Contribution of Jewish Tradition

Prof. Michaeli began her studies in life sciences at Tel Aviv University and continued directly to a Ph.D. in microbiology, focusing on infectious diseases. After completing her Ph.D., she went for postdoctoral research at the University of California, Berkeley, and the School of Medicine in San Francisco to study the parasite that causes sleeping sickness. There, she was exposed to unique RNA-based methods. Upon her return to Israel, she joined the faculty at the Weizmann Institute and, in the early 2000s, moved to Bar-Ilan University. For her contribution to understanding non-coding RNA, she received the Ephraim Katzir Prize in 2023 and was a researcher for ten years at HHMI, one of the most prestigious institutions in the US. “I went looking for copper and found gold; I discovered the magical world of parasites and the roles of RNA in the cell.”

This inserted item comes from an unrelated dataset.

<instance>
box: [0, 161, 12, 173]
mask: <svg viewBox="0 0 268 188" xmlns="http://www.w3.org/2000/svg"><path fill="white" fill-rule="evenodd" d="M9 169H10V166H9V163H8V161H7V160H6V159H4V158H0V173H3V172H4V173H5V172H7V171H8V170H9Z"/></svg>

As someone who studied both in Israel and abroad, what distinguishes Israeli academia?

“Israeli academia is distinguished by its ability to create something from nothing, driven by imagination and a spirit of initiative. There is a willingness to venture into the unknown without fear. Bar-Ilan stands out in Israeli academia as a rapidly growing university with big aspirations, a clear strategy, and the fastest-growing student population among universities. The recent donation of one billion shekels will allow us to continue this process more intensely and recruit strong faculty members.”

How do you explain the uniqueness of Bar-Ilan University?

“It might be attributed to the wisdom of Jewish tradition, which promotes important social principles like not harming others, not speaking slander, and so on. We have developed a supportive human fabric and very warm relations among the faculty, within and between departments, which is exceptional in academia and allows for extensive interdisciplinary research. For example, in the nano building at the university, physicists, chemists, and biologists sit together, and when they or their students go down to lunch, collaborations are formed. These collaborations are very characteristic of all the research at the Dangoor Center for Personalized Medicine, and this is one of the reasons why it can make such a broad impact in this field.”